Low-Dimensional Metal Halide Perovskite Crystal Materials: Structure Strategies and Luminescence Applications

Replacing methylammonium (MA(+)), formamidine (FA(+)), and/or cesium (Cs+) in 3D metal halide perovskites by larger organic cations have built a series of low-dimensional metal halide perovskites (LDMHPs) in which the inorganic metal halide octahedra arranging in the forms of 2D layers, 1D chains, and 0D points. These LDMHPs exhibit significantly different optoelectronic properties from 3D metal halide perovskites (MHPs) due to their unique quantum confinement effects and large exciton binding energies. In particular, LDMHPs often have excellent broadband luminescence from self-trapped excitons.

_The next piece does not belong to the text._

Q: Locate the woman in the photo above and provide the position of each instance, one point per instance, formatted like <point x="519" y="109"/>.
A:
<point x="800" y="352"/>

Chemical composition, hydrogen bonding, and external factors (temperature and pressure etc.) determine structures and influence photoelectric properties of LDMHPs greatly, and especially it seems that there is no definite regulation to predict the structure and photoelectric properties when a random cation, metal, and halide is chosen to design a LDMHP. Therefore, this review discusses the construction strategies of the recent reported LDMHPs and their application progress in the luminescence field for a better understanding of these factors and a prospect for LDMHPs' development in the future.

Automated summary

Replacing smaller organic cations in 3D metal halide perovskites with larger ones has led to the development of low-dimensional metal halide perovskites (LDMHPs) with unique optoelectronic properties such as quantum confinement effects and large exciton binding energies. The structures and photoelectric properties of LDMHPs are greatly influenced by factors such as chemical composition, hydrogen bonding, and external conditions, making it difficult to predict their specific properties. Research on the construction strategies and applications of LDMHPs aims to understand these factors better and explore the future development of LDMHPs.